Sehen Sie eine Relevanz unseres Projektes für die tägliche Arbeit von Fachkräften?

Hier sehe ich eine ganz, ganz besondere Relevanz. „22 Monate” vermittelt behutsam und direkt zugleich diese unglaubliche emotionale Achterbahnfahrt betroffener Familien auch und gerade für Laien und Menschen, die mit dem Thema bislang wenig befasst waren.

Das wird hier und da dazu führen, dass sich Fachpersonal für diese Arbeit interessiert, die sonst nicht dazu gekommen wären. Denn wir brauchen noch viel, viel, viel mehr Fachpersonal.

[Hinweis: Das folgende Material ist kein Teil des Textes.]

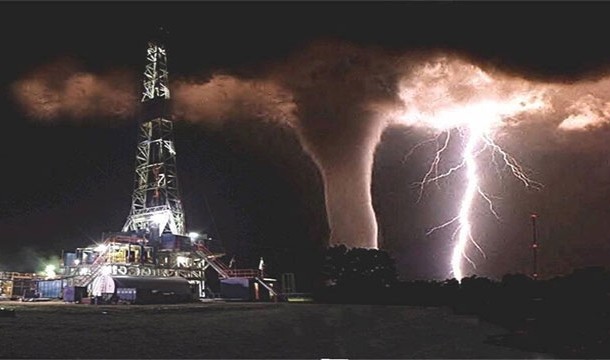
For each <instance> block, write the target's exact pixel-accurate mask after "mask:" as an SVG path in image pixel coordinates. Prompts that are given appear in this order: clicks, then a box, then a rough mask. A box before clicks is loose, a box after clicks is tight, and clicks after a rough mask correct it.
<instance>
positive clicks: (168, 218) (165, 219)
mask: <svg viewBox="0 0 610 360" xmlns="http://www.w3.org/2000/svg"><path fill="white" fill-rule="evenodd" d="M151 218H152V221H153V222H154V223H155V224H157V225H159V226H161V225H164V224H165V223H166V222H167V220H168V219H169V216H168V215H167V214H166V213H158V214H155V215H153V216H152V217H151Z"/></svg>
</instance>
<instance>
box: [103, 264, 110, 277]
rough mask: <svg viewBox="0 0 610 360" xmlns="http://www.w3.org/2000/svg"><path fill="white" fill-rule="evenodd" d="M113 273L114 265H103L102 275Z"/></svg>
mask: <svg viewBox="0 0 610 360" xmlns="http://www.w3.org/2000/svg"><path fill="white" fill-rule="evenodd" d="M110 274H112V267H111V266H110V265H104V266H103V267H102V275H110Z"/></svg>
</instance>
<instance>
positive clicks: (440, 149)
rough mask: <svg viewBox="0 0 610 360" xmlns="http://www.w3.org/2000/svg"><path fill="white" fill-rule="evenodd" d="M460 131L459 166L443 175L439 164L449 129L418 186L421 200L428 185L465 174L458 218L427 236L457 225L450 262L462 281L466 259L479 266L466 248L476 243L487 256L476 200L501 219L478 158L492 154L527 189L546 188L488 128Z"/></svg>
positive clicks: (458, 278)
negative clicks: (462, 149)
mask: <svg viewBox="0 0 610 360" xmlns="http://www.w3.org/2000/svg"><path fill="white" fill-rule="evenodd" d="M459 131H460V134H461V135H462V137H463V138H465V146H464V149H463V152H462V157H461V161H460V162H459V163H458V164H457V165H455V166H452V167H450V168H449V169H447V170H446V171H444V172H443V173H439V163H440V161H441V159H442V157H443V153H444V152H445V151H446V149H447V147H448V145H449V141H450V134H451V131H450V130H447V131H445V132H444V134H446V136H445V138H444V139H442V141H441V137H440V136H437V137H436V141H437V143H438V144H439V145H438V146H437V148H438V149H437V151H436V153H435V156H434V159H433V160H432V163H431V165H430V167H429V169H428V171H427V172H426V174H425V175H424V178H423V180H422V181H421V182H419V183H417V184H418V185H419V186H420V199H421V195H422V193H423V191H424V187H425V185H426V184H428V183H432V182H438V180H440V179H443V178H445V177H448V176H450V175H452V174H454V173H456V172H458V171H464V172H465V189H464V193H463V195H462V199H461V203H460V207H459V212H458V214H457V216H455V217H454V218H452V219H451V220H449V221H446V222H444V223H443V224H441V225H438V226H435V227H433V228H431V229H430V230H429V231H427V233H426V235H430V234H432V233H433V232H435V231H436V230H439V229H443V228H446V227H448V226H450V225H452V224H455V223H457V227H456V229H455V230H454V232H453V235H452V240H453V241H454V242H455V245H454V247H453V251H452V255H451V262H450V266H451V272H452V274H453V276H454V277H455V278H456V279H457V280H461V279H462V278H463V277H464V273H463V270H462V260H463V259H466V260H467V261H468V262H469V263H470V264H471V266H473V267H474V268H476V264H475V263H474V262H473V261H472V260H471V259H470V258H469V257H468V255H467V254H466V248H467V245H468V243H471V244H473V245H474V246H475V247H476V248H477V250H478V251H479V252H480V253H481V254H482V255H483V256H485V253H484V252H483V249H482V248H481V246H479V244H477V242H476V241H475V240H474V237H473V234H472V225H471V220H470V215H471V211H472V208H473V206H474V205H475V200H476V199H477V197H478V198H480V199H482V200H484V201H485V202H486V203H487V204H488V207H489V211H490V212H491V213H492V214H493V215H494V216H495V217H496V218H499V215H498V213H497V212H496V211H495V209H494V207H493V202H492V200H491V197H490V196H489V195H488V194H486V193H485V192H484V191H483V189H482V188H481V187H480V182H479V165H478V159H479V157H480V156H481V154H483V153H490V156H491V157H492V159H494V161H495V159H496V157H499V158H500V159H501V160H502V162H503V164H504V165H505V166H506V168H508V169H509V171H510V173H511V174H512V175H513V176H514V177H515V178H517V179H518V180H519V181H520V182H522V183H523V185H524V186H526V187H532V188H536V189H538V188H540V187H541V186H542V185H541V184H540V183H538V182H536V181H533V180H531V179H530V178H529V177H528V176H527V174H526V173H525V171H524V170H523V168H522V167H521V166H520V165H519V164H518V163H517V161H516V160H515V158H514V157H512V156H511V155H510V154H508V153H507V152H506V151H504V150H503V149H502V148H501V147H500V146H499V145H498V144H496V143H495V142H494V141H493V139H492V137H491V136H490V134H488V133H487V132H486V131H485V130H484V129H481V128H478V127H477V126H470V127H468V128H467V129H459ZM422 144H423V143H422ZM422 144H418V145H416V147H419V146H420V145H422ZM416 147H415V148H416ZM415 148H414V149H415ZM414 149H412V151H413V150H414ZM497 155H499V156H497Z"/></svg>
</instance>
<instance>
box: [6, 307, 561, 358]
mask: <svg viewBox="0 0 610 360" xmlns="http://www.w3.org/2000/svg"><path fill="white" fill-rule="evenodd" d="M1 306H3V307H5V308H11V309H14V310H15V315H16V316H15V317H0V358H37V359H42V358H64V359H74V358H81V359H83V358H85V359H86V358H122V359H151V358H164V359H166V358H173V359H185V358H215V359H237V358H249V359H252V358H256V359H259V358H260V359H263V358H318V359H319V358H352V359H353V358H375V359H383V358H401V359H405V358H437V359H438V358H503V359H508V358H513V359H515V358H521V359H525V358H550V356H548V355H545V354H536V353H528V352H523V351H519V350H516V349H511V348H508V347H503V346H496V345H492V344H490V343H487V341H488V340H489V339H490V338H491V337H493V336H495V335H499V334H503V333H505V332H506V331H505V330H503V329H502V328H500V327H497V326H494V325H491V324H489V323H485V322H482V321H479V320H477V319H476V317H470V316H458V315H454V314H453V313H452V311H451V310H449V309H446V308H423V307H411V306H380V305H326V304H310V303H309V304H295V303H224V302H208V303H197V304H186V305H116V306H95V305H73V304H63V303H14V302H3V303H0V307H1Z"/></svg>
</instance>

Eher nicht die ganz jungen, sondern eher die lebens- und berufserfahrenen Älteren, die vielleicht bislang auf ganz anderen Gebieten gearbeitet haben. Ich denke, gerade solche Menschen können hier einen Impuls bekommen. Und dann ist so ein Blog auch eine exzellente Quelle für die Aus-, Weiter- und Fortbildung!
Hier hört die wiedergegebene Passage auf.